Firstly, it was analysed what is the relation between the static attributes (flag, classification society, classification status, type, size and age) and the accident rate. Based on that the following results were obtained:

  • flag - a list of flags with the highest accident rate and weights for different flags, saying how risky the ships flying a given flag are, taking into account the accident rate,

  • classification society - selection of unreliable classification societies (with regard to the accident rate),

  • classification status - selection of classification statuses, which may influence the accident rate; almost one third of the ships with accident history had suspended or withdrawn status, when accident happened; both statuses indicate that the accidental ships did not meet all safety-related requirements and standards, what may have contributed to the accident,

  • type - a list of the most dangerous ship types,

  • size - a distribution of ship’s size among the accidental ships; result: mostly small ships (below 500GT) cause the accidents,

  • age - a distribution of ship’s age among the accidental ships; result: mostly young ships (below 5 years) cause the accidents;

Then, the correlation analysis between the accident rate and the ship’s age and flag using 3 correlation coefficients was performedFootnote 12. The obtained results show that there is a moderate positive relation between flag and accident rate. It means that along with the increase of the number of ships flying a given flag, increases the accident rate. Correlation between the accident rate and the age is moderate and negative, which means that with the age, the number of accidents decreases. The calculated coefficients can be used as a weights for particular variables.

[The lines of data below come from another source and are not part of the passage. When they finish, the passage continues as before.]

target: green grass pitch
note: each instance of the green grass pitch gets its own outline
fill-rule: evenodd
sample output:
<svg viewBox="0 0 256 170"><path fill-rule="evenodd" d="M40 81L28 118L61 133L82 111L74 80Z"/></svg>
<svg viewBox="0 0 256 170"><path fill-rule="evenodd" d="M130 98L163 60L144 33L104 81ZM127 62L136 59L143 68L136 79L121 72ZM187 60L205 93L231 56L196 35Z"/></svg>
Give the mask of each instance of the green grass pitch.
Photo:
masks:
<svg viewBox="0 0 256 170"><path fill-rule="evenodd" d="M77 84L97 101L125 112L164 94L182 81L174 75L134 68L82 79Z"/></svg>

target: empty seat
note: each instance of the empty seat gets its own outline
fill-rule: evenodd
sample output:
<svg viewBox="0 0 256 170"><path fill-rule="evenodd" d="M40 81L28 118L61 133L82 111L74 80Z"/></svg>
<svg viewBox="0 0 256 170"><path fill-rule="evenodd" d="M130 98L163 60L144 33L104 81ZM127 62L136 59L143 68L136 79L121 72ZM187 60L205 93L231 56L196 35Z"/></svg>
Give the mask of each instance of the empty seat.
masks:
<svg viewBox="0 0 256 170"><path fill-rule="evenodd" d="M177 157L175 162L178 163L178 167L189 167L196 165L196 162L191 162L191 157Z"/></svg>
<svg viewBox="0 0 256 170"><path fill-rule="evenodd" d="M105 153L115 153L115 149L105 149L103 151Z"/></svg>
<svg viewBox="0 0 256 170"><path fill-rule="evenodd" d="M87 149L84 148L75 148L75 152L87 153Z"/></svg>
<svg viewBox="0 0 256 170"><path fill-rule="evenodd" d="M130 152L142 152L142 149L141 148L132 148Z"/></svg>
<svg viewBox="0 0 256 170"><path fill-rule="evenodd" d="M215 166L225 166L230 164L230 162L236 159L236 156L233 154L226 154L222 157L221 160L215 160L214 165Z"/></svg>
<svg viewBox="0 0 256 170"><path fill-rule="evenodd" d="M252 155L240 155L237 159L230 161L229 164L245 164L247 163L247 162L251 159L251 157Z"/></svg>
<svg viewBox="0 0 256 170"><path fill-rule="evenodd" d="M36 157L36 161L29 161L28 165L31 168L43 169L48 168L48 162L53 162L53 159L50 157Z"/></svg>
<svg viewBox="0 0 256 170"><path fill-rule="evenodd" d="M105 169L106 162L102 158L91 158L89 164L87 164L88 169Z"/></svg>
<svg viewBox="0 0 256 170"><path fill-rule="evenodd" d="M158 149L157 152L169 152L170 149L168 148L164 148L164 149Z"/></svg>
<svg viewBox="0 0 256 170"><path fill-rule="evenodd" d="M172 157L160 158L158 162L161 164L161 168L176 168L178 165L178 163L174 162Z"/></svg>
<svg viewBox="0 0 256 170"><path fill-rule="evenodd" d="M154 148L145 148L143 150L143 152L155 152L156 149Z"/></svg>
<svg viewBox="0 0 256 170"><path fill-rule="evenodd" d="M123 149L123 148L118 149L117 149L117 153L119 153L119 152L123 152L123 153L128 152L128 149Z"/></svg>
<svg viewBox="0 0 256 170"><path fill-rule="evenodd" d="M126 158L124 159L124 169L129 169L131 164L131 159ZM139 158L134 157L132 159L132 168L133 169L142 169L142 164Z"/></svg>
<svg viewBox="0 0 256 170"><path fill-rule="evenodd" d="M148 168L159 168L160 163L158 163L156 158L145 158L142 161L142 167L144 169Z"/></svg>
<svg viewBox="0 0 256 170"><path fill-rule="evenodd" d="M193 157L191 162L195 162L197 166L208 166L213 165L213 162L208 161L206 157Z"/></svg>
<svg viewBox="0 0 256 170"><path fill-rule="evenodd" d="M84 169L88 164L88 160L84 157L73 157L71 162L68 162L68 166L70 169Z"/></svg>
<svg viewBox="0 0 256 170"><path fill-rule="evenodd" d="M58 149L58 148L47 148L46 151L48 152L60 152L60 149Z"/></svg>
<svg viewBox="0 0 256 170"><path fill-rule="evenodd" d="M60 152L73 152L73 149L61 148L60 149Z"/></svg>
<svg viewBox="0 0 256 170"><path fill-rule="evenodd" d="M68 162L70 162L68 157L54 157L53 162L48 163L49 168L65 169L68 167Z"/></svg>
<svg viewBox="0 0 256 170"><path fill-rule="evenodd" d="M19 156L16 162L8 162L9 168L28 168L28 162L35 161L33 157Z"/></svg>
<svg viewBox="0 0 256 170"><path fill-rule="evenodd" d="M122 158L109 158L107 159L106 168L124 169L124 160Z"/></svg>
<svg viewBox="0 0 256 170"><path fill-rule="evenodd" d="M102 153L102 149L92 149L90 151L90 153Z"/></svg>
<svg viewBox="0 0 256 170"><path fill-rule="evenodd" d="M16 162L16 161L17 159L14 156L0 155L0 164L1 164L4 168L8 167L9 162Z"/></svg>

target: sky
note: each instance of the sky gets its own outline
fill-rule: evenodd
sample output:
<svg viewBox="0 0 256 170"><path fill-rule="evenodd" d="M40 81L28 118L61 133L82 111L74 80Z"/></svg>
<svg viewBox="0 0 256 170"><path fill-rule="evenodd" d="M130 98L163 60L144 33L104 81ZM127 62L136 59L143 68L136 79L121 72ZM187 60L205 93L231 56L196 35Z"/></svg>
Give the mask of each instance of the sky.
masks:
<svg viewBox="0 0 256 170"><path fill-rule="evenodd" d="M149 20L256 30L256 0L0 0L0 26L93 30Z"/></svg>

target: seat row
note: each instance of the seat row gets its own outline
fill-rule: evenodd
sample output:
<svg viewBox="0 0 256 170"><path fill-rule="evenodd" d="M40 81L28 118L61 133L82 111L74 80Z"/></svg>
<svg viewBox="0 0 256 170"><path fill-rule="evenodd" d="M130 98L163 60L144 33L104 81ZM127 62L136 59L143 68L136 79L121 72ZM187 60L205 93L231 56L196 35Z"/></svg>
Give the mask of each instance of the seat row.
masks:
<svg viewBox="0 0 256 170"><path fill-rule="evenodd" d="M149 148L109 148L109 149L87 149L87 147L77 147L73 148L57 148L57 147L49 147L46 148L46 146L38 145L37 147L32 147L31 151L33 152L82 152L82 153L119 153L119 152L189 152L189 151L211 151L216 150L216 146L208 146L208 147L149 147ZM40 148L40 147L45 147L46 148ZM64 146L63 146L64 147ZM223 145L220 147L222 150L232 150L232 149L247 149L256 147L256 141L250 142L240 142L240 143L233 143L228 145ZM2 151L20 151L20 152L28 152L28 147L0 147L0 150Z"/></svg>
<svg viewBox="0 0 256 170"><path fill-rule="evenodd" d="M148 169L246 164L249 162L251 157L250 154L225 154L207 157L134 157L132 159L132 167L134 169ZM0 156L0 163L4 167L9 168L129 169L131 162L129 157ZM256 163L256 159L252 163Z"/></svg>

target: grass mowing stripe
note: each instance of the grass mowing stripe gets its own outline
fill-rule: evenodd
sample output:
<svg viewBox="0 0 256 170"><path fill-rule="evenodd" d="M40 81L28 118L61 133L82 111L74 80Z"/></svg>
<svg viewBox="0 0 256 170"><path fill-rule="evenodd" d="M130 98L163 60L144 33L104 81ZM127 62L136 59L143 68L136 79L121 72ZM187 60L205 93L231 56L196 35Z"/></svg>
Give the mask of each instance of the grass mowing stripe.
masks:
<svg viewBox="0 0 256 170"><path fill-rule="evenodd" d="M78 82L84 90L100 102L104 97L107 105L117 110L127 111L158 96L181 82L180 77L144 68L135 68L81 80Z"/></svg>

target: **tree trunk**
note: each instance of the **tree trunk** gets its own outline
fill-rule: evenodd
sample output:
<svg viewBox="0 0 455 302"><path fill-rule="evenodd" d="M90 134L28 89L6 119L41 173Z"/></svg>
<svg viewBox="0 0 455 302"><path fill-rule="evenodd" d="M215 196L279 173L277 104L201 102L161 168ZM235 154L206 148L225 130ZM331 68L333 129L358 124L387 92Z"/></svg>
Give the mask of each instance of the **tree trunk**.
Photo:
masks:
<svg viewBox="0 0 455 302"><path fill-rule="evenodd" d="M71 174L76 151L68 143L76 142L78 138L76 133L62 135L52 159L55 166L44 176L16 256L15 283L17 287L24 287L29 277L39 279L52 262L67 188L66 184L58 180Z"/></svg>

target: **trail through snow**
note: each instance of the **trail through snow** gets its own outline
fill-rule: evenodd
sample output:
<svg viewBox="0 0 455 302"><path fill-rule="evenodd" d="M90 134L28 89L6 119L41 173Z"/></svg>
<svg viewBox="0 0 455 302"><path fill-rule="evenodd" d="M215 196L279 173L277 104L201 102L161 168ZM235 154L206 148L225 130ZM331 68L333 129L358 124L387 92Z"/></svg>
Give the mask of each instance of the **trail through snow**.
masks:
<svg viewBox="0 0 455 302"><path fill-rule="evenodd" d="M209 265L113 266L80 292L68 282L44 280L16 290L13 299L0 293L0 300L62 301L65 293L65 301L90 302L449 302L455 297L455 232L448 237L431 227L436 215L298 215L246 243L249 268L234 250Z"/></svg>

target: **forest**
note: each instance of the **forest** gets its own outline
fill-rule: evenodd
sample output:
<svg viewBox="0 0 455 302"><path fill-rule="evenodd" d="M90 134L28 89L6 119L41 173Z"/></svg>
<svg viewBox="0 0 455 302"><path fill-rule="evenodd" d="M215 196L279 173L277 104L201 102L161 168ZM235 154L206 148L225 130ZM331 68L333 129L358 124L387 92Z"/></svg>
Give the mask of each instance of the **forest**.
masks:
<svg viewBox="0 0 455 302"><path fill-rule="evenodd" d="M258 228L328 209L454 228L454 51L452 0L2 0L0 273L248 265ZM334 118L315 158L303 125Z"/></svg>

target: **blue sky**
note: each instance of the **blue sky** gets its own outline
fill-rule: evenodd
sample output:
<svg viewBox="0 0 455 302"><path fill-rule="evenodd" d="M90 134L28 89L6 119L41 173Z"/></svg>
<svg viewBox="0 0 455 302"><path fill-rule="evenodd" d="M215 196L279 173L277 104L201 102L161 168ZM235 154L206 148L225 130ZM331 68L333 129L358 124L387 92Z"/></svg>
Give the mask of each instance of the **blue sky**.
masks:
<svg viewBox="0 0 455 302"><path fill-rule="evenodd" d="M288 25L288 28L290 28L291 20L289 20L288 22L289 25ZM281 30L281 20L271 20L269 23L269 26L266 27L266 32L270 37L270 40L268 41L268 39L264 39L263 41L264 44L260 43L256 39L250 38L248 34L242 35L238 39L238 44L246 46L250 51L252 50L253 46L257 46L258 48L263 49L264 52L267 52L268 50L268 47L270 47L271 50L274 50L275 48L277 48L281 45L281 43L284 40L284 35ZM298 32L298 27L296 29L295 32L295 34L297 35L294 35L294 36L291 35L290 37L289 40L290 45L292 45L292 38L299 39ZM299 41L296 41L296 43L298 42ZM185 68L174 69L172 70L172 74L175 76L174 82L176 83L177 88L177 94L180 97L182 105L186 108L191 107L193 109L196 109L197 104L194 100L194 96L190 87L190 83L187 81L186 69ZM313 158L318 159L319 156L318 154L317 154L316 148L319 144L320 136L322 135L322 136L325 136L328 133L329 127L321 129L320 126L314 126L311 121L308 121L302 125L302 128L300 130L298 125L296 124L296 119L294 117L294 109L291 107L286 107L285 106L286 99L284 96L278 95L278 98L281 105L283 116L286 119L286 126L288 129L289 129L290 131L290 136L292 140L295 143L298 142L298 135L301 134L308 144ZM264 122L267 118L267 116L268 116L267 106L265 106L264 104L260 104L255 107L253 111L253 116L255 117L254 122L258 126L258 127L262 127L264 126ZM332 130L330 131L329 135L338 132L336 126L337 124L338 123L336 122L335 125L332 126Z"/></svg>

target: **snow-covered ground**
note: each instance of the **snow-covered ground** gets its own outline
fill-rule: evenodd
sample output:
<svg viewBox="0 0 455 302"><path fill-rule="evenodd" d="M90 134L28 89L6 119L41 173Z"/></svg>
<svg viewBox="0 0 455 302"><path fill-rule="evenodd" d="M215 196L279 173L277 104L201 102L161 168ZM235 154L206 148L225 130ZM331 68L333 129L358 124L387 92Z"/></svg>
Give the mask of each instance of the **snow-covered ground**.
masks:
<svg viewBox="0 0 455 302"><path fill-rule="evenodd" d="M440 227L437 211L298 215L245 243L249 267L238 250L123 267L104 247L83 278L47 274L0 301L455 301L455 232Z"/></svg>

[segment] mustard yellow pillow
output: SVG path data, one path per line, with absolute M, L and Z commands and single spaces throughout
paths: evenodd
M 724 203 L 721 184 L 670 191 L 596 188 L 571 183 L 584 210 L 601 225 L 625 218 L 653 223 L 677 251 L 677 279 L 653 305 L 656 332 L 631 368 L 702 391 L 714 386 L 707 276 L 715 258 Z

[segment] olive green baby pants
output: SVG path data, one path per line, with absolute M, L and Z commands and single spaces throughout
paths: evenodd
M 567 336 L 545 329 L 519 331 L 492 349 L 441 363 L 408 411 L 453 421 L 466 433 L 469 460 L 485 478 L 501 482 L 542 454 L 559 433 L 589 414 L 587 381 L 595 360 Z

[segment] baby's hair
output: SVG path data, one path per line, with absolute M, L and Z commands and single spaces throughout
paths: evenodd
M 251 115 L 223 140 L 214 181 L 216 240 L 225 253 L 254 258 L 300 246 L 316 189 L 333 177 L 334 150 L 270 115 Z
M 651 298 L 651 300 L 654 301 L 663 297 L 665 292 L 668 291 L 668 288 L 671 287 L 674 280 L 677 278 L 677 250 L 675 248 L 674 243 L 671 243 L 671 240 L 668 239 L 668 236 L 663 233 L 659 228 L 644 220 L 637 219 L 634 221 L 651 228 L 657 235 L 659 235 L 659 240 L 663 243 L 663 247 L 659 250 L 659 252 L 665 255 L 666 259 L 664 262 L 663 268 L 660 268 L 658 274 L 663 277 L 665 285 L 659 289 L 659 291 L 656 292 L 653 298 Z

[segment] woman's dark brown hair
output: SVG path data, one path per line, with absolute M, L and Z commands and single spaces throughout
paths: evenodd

In the next step, the regression analysis was performed and two logistic regression models were developed (using the Bayesian generalized linear model). The models allow to determine the probability of an accident based on the static attributes of a ship. The main difference between the models is that the first takes the original distribution of all variables, while the second takes the linearised quantitative variables (age, size)Footnote 13. Nevertheless, evaluation of the models showed that both can be used as the static risk classifiers, however only two variables (age and type) are significant.

Finally, in order to determine relations between all the analysed static variables, a model of Bayesian Network was developed. The model shows the cause-effect relationships between variables and provides probability distribution of the static attributes. It can be used to estimate the probability of making an accident by a particular ship, knowing its static attributes.

Fig. 2.
figure 2

Model of Bayesian Network for static risk factor

The structure of the BN was learnt, based on the real data about ships and accidents, using the method proposed by [24]. To determine the best version of the BN, a set of experiments were performed, in which various versions of BN were analysed and compared. In this process also results and constraints from the previous analyses (correlation and regression) were taken into account. Based on the log marginal likelihood measure, the model of BN best fitted to the empirical data was then selected (Fig. 2). The model shows that the significant variables for assessment of risk for the static classifier are: age, type, classification status (suspended and withdrawn).

To sum up, the paper presents the assumptions and results of work conducted on the Maritime Risk Assessment Method. The research so far concerned the definition of the maritime factors and variables, the selection of data sources as well as the analyses of variables for the estimation of the static risk factor. Future work on will concern further verification of the developed models for the static risk estimation, determination of models for the three remaining risk factors and the overall risk index, and finally evaluation of the whole method. Moreover, consultation with the maritime experts is envisioned in order to ensure that results of MRAM meet their requirements and needs.